ちなみに本作の原題は「大濛」というものだ。これは霧が立ち込める様子を示していると同時に、「白色テロ」の時代の先の見えない様子のことを指しているともされる。
雲になれるバージョンと、霧になってしまうバージョン。霧は雲になった雫を見て羨むこともあるとされる。そうすると雲バージョンは理想的な姿で、霧バージョンは現実的な姿ということなのかもしれない。

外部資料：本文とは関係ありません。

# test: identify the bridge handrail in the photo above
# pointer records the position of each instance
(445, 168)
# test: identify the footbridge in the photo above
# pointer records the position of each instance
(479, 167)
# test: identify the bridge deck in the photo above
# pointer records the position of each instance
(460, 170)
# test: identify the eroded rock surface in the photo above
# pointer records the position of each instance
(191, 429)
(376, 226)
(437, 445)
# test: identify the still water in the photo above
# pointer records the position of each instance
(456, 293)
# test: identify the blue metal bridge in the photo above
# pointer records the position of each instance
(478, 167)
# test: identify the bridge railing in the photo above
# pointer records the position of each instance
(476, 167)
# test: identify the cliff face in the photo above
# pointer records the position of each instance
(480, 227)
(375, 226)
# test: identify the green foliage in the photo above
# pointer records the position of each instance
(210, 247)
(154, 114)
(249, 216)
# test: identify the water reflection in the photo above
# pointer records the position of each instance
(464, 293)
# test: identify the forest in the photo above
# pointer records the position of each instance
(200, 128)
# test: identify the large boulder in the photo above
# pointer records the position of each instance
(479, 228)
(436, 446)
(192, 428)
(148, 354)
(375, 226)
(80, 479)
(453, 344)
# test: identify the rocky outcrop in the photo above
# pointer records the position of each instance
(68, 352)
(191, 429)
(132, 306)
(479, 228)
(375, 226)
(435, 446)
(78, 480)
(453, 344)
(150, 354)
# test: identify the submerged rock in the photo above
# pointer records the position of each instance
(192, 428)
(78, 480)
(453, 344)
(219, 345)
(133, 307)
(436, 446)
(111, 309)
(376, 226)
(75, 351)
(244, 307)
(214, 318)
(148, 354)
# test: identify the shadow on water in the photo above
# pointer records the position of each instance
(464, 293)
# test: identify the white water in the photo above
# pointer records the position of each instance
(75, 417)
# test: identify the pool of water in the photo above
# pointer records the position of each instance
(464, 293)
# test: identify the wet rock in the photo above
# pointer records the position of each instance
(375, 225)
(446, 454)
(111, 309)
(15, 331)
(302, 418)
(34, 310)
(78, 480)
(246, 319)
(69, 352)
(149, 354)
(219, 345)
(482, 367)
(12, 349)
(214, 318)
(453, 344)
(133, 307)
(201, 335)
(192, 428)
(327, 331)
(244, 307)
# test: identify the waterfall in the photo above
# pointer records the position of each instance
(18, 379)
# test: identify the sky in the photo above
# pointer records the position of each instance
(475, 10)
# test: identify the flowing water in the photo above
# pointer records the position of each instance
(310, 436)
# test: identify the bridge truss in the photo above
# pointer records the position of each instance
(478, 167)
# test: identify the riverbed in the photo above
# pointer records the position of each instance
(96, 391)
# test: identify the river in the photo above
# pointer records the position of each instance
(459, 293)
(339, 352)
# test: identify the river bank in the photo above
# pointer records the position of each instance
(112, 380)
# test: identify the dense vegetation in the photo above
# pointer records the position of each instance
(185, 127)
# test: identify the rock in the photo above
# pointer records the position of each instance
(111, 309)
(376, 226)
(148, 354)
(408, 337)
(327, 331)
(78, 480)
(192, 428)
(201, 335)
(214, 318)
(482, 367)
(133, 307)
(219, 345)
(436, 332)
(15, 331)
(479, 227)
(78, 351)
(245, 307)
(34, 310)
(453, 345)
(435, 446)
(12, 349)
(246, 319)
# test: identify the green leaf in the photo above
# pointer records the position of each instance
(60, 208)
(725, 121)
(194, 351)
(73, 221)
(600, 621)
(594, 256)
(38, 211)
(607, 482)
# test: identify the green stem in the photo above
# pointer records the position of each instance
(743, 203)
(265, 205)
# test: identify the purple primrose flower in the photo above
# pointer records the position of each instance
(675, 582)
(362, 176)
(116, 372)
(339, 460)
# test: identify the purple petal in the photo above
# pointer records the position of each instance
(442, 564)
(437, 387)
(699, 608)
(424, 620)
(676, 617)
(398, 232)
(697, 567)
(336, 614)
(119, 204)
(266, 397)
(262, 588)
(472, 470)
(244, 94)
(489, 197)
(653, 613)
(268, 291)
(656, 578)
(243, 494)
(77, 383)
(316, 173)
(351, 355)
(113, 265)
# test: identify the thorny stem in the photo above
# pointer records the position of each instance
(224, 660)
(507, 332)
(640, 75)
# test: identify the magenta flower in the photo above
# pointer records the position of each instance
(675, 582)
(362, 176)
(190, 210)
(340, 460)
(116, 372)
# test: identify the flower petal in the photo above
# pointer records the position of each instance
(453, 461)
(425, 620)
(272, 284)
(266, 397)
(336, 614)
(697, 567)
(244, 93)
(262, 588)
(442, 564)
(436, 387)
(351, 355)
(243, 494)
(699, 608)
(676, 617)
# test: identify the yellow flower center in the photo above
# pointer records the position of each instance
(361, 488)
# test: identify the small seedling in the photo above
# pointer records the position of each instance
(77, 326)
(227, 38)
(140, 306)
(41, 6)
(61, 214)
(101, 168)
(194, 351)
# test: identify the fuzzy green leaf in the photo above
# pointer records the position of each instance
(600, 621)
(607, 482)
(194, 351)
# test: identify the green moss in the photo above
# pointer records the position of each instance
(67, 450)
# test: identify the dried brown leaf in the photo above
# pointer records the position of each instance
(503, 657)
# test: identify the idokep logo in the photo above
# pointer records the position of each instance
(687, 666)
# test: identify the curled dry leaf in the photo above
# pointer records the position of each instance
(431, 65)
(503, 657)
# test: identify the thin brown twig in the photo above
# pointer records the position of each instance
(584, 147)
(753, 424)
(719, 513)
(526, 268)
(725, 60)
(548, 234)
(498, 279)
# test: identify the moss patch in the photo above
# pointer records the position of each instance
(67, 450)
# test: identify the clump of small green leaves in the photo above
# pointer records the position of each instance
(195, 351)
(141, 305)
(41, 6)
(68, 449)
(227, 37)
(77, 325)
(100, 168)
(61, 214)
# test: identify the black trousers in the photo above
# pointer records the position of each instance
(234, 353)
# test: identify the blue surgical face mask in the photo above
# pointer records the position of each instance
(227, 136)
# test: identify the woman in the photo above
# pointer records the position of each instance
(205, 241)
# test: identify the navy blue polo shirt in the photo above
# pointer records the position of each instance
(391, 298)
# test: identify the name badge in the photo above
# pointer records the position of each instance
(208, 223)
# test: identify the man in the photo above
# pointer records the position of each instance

ちなみにその絵本を語るのは阿雲というわけで、雲というのは自分の名前でもあったわけだ。雲になれるバージョンは、阿雲が本来の姿になるという意味でもあるのだろう。
雲バージョンでは阿雲は阿月に対して希望を熱く語っていた。今は民国42年で、今はサトウキビ畑に隠れているけれど、時が進めばそれは変わるかもしれない。阿月も結婚して子どもを産むことになるかもしれない。台湾自体も、今のような弾圧はなくなるかもしれない。そして、雫が雲が雨になって降り注いでいけば、もしかすると砂漠だってそのうちには緑の森になるかもしれない。そんな希望が語られるのだ。
しかし霧バージョンではそうはならない。雲になりたかった雫は、空高く舞い上がることはできず地表あたりに霧となって立ち込める。そして、その霧はそのうちに消えていってしまう。この霧というのが現実の阿雲であり、同じように阿月の前から姿を消してしまった公道のような人たちだったのだろう。本作はそういう霧のように消えていった人たちのことを忘れてはいけないという想いから生まれた作品なのだ。
ここでは詳しく触れないけれど、本作はエピローグが泣かせる。阿月と公道の互いに対する想いというものが明らかになるからだ。ここで一気に涙腺が崩壊することになるだろう。
チェン・ユーシュン作品はほとんどハズレがない。前作の『1秒先の彼女』もその年の「ベスト10」に選んだけれど、『霧のごとく』もそうなる可能性は高い気がする。